Open sleenen opened 7 years ago

sleenen commented 7 years ago

After refreshing a token and getting back a new valid token. The issued at time (IAT) claim remains the same as intended. However the validate refresh code looks like this and checks based on that IAT:

protected function validateRefresh(array $payload)
    {
        if ($this->refreshTTL === null) {
            return true;
        }

        if (isset($payload['iat']) && Utils::isPast($payload['iat'] + $this->refreshTTL * 60)) {
            throw new TokenExpiredException('Token has expired and can no longer be refreshed');
        }

        return true;
    }

Should this not be checked against the expiry (EXP) claim, so that the 'new'/refreshed token again has the refreshTTL to be able to refresh this newly created token and the refreshTTL gets reset basically for this new token.

mcblum commented 7 years ago

Obviously you linked to my issue but just wanted to re-iterate this is exactly what I am looking to do.

sleenen commented 7 years ago

I'm using 1.0.0-alpha.3 by the way.

@tymondesigns any thoughts on this? I see the code has changed in the 1.0.0-beta.2, making it unclear for me where the actual checking on the time difference is done. Gonna have to look into that.

M-Hoogie commented 7 years ago

Isn't this on purpose so you can't indefinitely chain refresh tokens?

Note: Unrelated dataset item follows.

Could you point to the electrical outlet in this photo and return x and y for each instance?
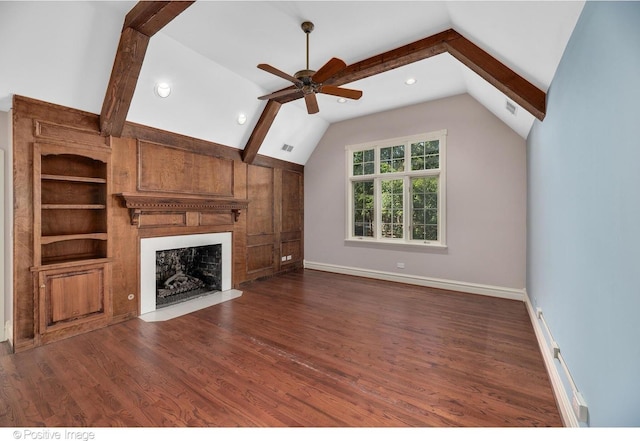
(580, 407)
(555, 350)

Here's what I did to try and fix this.

A token is set to a specific user through the custom claim, if I detect that the token is within three hours of expiring, I generate a new Token based on the JWTSubject.

You can still indefinitely chain refresh tokens but by setting this time period to a low number you mitigate some risks.

awardx commented 6 years ago

@Mark-Hoog Could you please drop some demo code to see how you check the expiration time of the token?